The latest uptick in rates is fueled in part by the Federal Reserve's extended fight to cool inflation. The central bank raised its benchmark interest rate by another 0.75 percentage points on September 21, pushing it to restrictive levels in hopes of easing demand. Rate hikes affect all kinds of borrowing costs, from mortgage rates to credit-card interest. The central bank's aim is to cool demand to a point where it's in better balance with supply, which would counter the inflationary pressures seen over the past several months.
The Fed started its hiking cycle in March and accelerated through the summer, and its effects on the housing market have been dramatic. With fewer Americans lining up for mortgages, home sales have slowed throughout the US.
In August, nationwide new home sales fell 0.1% year over year to 685,000 units by month's end.

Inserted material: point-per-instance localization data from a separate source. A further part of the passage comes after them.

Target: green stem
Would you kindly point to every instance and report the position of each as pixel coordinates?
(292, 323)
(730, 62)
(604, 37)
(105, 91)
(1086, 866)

During the same period, existing home sales — a measure of sales volume and prices of existing housing inventory — plunged to the slowest pace since November 2015 as only 4.8 million units were sold.
Data from the National Association of Realtors shows that pending home sales, the number of sales in which a contract has been signed, fell 2% from July to August, declining 24.2% year over year.
"August's pending-home sales point to further declines in existing-home sales," First American Deputy Chief Economist Odeta Kushi, told Insider, adding that the slowdown is impacting almost every US housing market.
"There are regional and market variations, but in aggregate sales are slowing, sellers and buyers are backing away, and price deceleration will follow suit," Kushi said. "But, when the economic uncertainty dust settles and rates stabilize, those buyers and sellers who were on the sidelines will jump back in the housing game."